Each year, millions of people across the globe depend on life-saving blood transfusions. Needless to say, ensuring this limited supply is clean is imperative to ensure the safety of vulnerable recipients. This message has just been highlighted by a new study, which identified a novel human virus that seems to be transmissible by blood products. Furthermore, it appears to be strongly linked with the hepatitis C virus.
Though clearly blood-borne and infectious, at this stage scientists don’t know whether the virus, provisionally called human pegivirus 2 (HPgV-2), can cause disease. But what is interesting is that back in September, a separate, independent study also identified this virus from a different sample of people. Though given a slightly different name, human hepegivirus 1 (HHpV-1), the authors of the present study are confident they are not distinct entities.
“Their virus is about 4 percent different across the genome compared to ours,” one of the study’s lead investigators John Hackett Jr., Ph.D., manager of Abbott's Virus Discovery Program, told IFLScience. “It’s essentially the same virus, so the data is mutually supportive of this being a novel virus. A committee will resolve what the final name is.”
Described in the journal PLOS Pathogens, this is the second pegivirus to have been documented to date, the other being human pegivirus (HPgV). Both of these, alongside hepatitis C virus (HCV), belong to a family of viruses called Flaviviridae.

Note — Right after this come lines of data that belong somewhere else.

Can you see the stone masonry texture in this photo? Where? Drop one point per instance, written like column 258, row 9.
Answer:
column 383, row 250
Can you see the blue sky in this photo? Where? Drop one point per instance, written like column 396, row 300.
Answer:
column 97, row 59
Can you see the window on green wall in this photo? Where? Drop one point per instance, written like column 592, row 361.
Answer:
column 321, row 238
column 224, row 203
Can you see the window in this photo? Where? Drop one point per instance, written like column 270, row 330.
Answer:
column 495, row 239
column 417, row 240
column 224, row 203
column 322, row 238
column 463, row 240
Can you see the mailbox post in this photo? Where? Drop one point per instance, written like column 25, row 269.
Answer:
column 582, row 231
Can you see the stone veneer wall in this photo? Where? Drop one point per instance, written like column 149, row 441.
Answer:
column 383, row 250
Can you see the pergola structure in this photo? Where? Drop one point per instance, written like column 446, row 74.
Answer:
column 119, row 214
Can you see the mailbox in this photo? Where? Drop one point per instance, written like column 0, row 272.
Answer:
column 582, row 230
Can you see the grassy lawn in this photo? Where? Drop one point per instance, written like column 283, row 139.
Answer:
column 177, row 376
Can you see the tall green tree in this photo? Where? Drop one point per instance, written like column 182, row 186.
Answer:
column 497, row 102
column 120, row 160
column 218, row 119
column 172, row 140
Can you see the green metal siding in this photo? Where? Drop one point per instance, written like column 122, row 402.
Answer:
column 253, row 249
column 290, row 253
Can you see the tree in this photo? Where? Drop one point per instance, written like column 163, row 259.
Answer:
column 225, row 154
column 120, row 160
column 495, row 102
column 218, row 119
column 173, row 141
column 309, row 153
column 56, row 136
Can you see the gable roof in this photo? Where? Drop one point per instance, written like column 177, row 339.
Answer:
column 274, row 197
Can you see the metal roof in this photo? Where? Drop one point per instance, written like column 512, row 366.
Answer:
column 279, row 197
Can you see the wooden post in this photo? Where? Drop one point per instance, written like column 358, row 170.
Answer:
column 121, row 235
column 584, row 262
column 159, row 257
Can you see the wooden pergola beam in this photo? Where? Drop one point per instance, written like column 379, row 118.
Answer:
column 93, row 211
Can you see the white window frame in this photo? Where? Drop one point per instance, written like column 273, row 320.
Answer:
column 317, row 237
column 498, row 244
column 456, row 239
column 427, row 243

The investigation started off with an index case, a 70-year-old, HCV-infected woman who had a history of injecting drug use and multiple blood transfusions to treat the blood disorder sickle-cell anemia. She died shortly after being admitted to the University of Chicago Medical Center back in 2011 due to multi-organ failure following sepsis.
Using a technique called next-generation sequencing, which allows for millions of genetic sequences from a sample to be read in parallel, the team was able to establish the presence of this novel virus. The researchers then took this information and used it to come up with tools for the screening of further samples. These were both molecular, looking for viral genetic information, and serologic, searching for antibody responses that would be indicative of infection and not sample contamination.
After searching through an additional 2,400 samples, all of whom were considered high risk for viruses like HIV and HCV due to their circumstances or lifestyles, 11 further cases of this virus were identified. What was interesting was that all of these 12 patients were also infected with HCV; no cases were found in those infected solely with HIV or hepatitis B virus.
“We found this strong association with hepatitis C,” said Hackett. “Whether this indicates something about the route of transmission, or whether the virus persists more when HCV is present, currently we have no idea. But I wouldn’t rule out that we will find it in other settings.”
While Hackett adds that currently they have no data to support that HPgV-2 is pathogenic, or capable of causing disease, studies like this are crucial to keep blood banks as safe as possible.
“HPgV-2 is a blood-borne virus we were unaware of before,” Hackett said. “If you don’t know it’s there, you can’t screen for it.
“We identify novel viruses, that’s part of the effort. It’s then establishing whether there is a link to human disease. By virtue of that answer you decide whether you manufacture an assay to screen blood.”
But VDDC’s work doesn’t end at discovering new viruses: Scientists are also working on developing assays for use in the clinic that could improve disease diagnostics. For instance, if testing windows can be slashed, responses to outbreaks could be improved.